Imaginação – Enquanto isso, os concorrentes ao Miss Brasil Gay 2001 – que não são travestis e sim transformistas, que fique bem entendido – se escalpelavam de nervosos, dentro de seus quartos de hotel transformados em salão de cabeleireiro, barracão de escola de samba, camarim e o que mais a imaginação desta gente permitisse. O maquiador e cabeleireiro Alexandre Miranda do Nascimento, 26 anos, era dos mais tranquilos. ISTOÉ acompanhou sua transformação em Fabiane Kaufmam, Miss São Paulo, uma das 16 representantes oficiais, já que as 12 restantes não eram necessariamente vindas de seus respectivos Estados. É um trambique da organização para cobrir as vagas dos locais que não mandam candidatas. A vencedora Miss Goiás, por exemplo, veio do Rio de Janeiro.
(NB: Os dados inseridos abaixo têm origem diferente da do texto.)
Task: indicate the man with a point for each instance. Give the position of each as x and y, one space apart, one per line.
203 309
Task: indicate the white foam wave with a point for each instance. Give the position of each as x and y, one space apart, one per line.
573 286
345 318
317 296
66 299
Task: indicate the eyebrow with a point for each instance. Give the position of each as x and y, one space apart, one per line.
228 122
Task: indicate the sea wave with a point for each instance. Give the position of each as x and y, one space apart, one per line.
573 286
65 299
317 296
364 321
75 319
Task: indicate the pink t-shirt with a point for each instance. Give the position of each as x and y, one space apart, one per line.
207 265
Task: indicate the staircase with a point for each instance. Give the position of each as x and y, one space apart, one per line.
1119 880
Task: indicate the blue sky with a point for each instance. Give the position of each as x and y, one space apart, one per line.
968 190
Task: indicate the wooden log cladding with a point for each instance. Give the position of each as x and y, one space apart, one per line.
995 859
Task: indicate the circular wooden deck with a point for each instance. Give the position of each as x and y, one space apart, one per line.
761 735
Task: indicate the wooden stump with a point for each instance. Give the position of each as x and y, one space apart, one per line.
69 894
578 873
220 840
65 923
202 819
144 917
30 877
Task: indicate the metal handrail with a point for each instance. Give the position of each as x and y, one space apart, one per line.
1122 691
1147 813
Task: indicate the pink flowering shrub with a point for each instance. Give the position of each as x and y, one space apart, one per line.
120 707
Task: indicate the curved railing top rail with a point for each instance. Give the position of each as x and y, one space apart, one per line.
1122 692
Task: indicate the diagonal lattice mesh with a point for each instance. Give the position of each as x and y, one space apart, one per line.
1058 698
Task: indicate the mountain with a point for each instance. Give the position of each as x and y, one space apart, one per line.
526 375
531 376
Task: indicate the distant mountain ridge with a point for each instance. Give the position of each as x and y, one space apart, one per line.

Durante a sessão de pintura do cabelo para combinar com o tom da peruca, Alexandre contou que seu traje típico de 3,20 m de altura e 50 quilos, que custou R$ 2 mil, confeccionado pelo carnavalesco da X 9 paulistana Bruno Oliveira, não coube no ônibus vindo de São Paulo. Teve que viajar no teto de uma van. “Entro no concurso por pura satisfação do ego e também porque abre portas para eu fazer shows em outros lugares”, confessa. Como Fabiane, ela já ganhou cinco títulos. Mas, desta vez, nem os R$ 6 mil investidos na produção total, nem o make up feito pelo ex-maquiador do SBT Sandro Hefner, nem sua beleza ajudada por quilos de pancake e enchimentos por todo o corpo o levaram ao cobiçado posto. Fabiane/Alexandre teve que se contentar com o terceiro lugar. E a esta altura, às 5h10 do domingo 19, não havia maquiagem que segurasse qualquer babado. Quase todas as 5.800 pessoas que lotavam o Sport Club haviam ido embora, até mesmo as drags mais famosas. Kaka di Polly foi uma das primeiras. Estava absolutamente im-pos-sí-vel carregar um vestido preto de placas de plástico e tule pesando 15 quilos. Pensa que a vida é fácil?